The par four 6th hole is a tremendous two-shotter. Kind of a mirror image of the 3rd hole - the drive is relatively straight-away and you have no visual of the green from the tee. Upon reaching your drive, you finally see the green offset from the fairway on a hillside on the left, with a cross bunker well in front for protection. The play is to aim well left of the green and the ball will bounce right toward the putting surface.
The seventh hole is a lovely little drop shot par three with a long, narrow green, very similar to a hole I've played at Cedar Brae in Scarborough. It also has a pretty wild putting surface, ramping up the difficulty.
The 11th hole is a lovely and long par three that plays uphill slightly with a two-tiered green and a large tree protecting the left side. Larry, my host on the day, calls it Colwood's 'Augusta Hole' and it's definitely pretty.
The 12th hole is absolutely terrifying from the tee. It's completely blind, up a large hill and there are towering trees on both sides of the fairway. Claustrophobic types will have a fit here! The greensite is quite deadly here as well, with the green heavily sloped from back to front and left to right. What a tough hole!
The par four 13th offers a bit of a break off the tee, with lots of fairway width and the hole also tumbles downhill. However, you face a shot over a pond to a huge green with tremendous movement.
The 16th hole is a long par four named 'Cathedral'. The story goes that the old Prince of Wales played the course back in the day and said that the light shining through the towering Firs lining the fairway made the hole look like a Cathedral. It was this hole that helped Colwood gain its royal designation. It's a very strong two-shotter, one I was fortunate to par.
The long, uphill par four 18th is a very strong closing hole. Your drive needs to get to the top of the hill on this dogleg left to open up the second shot, which is played to one of the flatter greens on the course. The drive definitely makes the hole but overall, it's a worthy finisher.
You can free wheel a bit out here but there are a number of holes where proper ball placement on fairways and greens is necessary. Playability is definitely the strongest aspect of Royal Colwood - a very enjoyable member's course regardless of handicap. Lots of fun options for all talent levels.
Colwood is quite short by modern standards and scratch players who are in the groove will likely score quite well out here. Still, it's no pushover - there is a lot of subtlety at Colwood and it will pose problems for some. Other than a few holes, notably the 6th, 12th and 18th, there is very little movement in the land and the course plays pretty flat. Macan did very well with what he had, mixes the doglegs well but the lack of length hurts a bit, with no truly long par threes, fours or fives. There is enough variety out here to make most of the holes stand out yet the cohesion between the individual parts works as well.

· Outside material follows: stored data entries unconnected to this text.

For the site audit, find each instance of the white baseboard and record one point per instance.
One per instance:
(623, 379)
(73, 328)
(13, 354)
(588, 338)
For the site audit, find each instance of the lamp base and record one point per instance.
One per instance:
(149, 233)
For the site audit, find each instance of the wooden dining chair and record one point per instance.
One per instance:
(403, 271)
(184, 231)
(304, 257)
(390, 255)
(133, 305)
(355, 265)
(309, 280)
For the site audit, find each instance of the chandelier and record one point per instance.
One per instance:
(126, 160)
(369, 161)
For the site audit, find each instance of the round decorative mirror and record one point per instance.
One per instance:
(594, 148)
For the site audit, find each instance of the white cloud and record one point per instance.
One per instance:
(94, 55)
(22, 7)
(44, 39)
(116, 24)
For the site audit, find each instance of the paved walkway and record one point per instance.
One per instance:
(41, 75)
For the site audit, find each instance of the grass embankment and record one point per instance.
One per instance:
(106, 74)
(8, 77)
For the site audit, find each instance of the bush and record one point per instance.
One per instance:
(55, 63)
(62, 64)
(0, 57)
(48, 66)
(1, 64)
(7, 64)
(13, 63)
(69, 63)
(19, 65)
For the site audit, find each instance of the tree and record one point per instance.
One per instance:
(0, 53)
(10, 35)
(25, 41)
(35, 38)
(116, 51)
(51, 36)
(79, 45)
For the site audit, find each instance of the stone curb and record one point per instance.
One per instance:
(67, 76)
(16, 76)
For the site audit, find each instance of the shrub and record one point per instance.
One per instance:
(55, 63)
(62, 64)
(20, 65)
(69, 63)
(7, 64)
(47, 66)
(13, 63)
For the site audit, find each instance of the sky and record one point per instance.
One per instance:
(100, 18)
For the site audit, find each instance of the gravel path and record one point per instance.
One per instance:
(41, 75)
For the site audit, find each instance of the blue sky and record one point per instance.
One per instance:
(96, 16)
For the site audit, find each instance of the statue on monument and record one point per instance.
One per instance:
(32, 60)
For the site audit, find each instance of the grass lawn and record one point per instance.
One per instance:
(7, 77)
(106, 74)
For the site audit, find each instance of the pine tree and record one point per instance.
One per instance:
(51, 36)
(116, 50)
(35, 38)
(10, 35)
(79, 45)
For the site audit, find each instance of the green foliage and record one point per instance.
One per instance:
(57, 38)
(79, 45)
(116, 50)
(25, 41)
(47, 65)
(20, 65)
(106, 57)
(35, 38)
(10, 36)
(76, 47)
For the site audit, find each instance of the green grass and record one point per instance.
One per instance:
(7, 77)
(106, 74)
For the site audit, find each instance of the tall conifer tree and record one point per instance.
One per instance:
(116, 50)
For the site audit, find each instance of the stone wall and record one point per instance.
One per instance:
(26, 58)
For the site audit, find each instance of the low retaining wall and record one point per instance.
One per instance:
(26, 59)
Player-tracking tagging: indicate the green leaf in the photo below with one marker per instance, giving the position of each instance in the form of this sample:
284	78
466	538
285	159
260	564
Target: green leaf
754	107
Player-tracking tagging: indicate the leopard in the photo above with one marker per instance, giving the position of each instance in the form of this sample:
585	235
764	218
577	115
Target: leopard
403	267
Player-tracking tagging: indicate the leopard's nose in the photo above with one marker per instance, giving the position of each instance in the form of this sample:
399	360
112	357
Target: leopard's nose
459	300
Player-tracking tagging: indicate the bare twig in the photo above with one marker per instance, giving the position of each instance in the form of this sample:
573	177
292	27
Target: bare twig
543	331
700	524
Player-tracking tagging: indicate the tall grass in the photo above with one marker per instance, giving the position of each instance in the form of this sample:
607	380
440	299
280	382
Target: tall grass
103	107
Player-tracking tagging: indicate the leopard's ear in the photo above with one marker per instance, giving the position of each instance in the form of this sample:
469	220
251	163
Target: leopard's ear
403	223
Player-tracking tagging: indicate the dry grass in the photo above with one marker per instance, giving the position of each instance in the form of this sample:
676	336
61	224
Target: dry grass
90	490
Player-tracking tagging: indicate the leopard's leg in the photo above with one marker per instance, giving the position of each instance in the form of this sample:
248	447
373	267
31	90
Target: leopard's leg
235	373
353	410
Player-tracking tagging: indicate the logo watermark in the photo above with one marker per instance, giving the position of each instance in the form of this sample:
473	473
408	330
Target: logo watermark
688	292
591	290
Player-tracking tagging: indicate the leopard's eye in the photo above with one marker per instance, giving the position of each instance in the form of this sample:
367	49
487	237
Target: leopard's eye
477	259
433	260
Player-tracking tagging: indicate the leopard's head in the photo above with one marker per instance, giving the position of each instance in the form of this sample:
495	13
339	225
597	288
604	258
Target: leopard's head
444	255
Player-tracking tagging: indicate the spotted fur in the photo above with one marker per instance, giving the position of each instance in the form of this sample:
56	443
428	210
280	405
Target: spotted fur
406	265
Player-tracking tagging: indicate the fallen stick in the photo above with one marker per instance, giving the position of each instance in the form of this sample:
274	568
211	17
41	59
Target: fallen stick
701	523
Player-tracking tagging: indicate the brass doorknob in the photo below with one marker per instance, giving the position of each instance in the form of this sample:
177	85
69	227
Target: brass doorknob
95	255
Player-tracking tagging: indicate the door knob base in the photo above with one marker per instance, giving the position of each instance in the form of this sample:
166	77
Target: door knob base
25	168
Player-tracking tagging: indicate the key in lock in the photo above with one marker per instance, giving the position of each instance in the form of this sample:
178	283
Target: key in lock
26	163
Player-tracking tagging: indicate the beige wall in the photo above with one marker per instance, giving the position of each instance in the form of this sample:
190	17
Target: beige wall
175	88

The towering trees are the most prominent feature at the club and they are cherished there - each tree has been marked and loaded into a database for future monitoring from what I was told. Conditioning was a bit off - we played on the final day of club championships and I was a bit surprised at how shaggy the tees and greens were. Even my host was grumbling about it. Still, the fairways were fine and the greens, for the most part, rolled slow but true.
Royal Colwood is a lovely walk in the park and a great member's course by the looks of it. No pretention whatsoever. With only a couple of big slopes, Royal Colwood makes for an easy and pleasurable walk.
Royal Colwood is a tad overrated in my opinion. I definitely think it's a top 100 in Canada but I don't think the land, the features or even the design warrants a top 20 ranking in the country. It reminds me a lot of Walter Travis' Cherry Hill in Fort Erie, another flat golf course with a strong design.
That said, I've heard that the course requires multiple plays to truly understand appreciate the nuances and subtlety of the design. I hope I get the chance to see it again, especially if the club undergoes their planned restoration program, something the course sorely needs.
I enjoyed my time at the club immensely and I'm definitely glad I got the chance to experience such a historic golf club.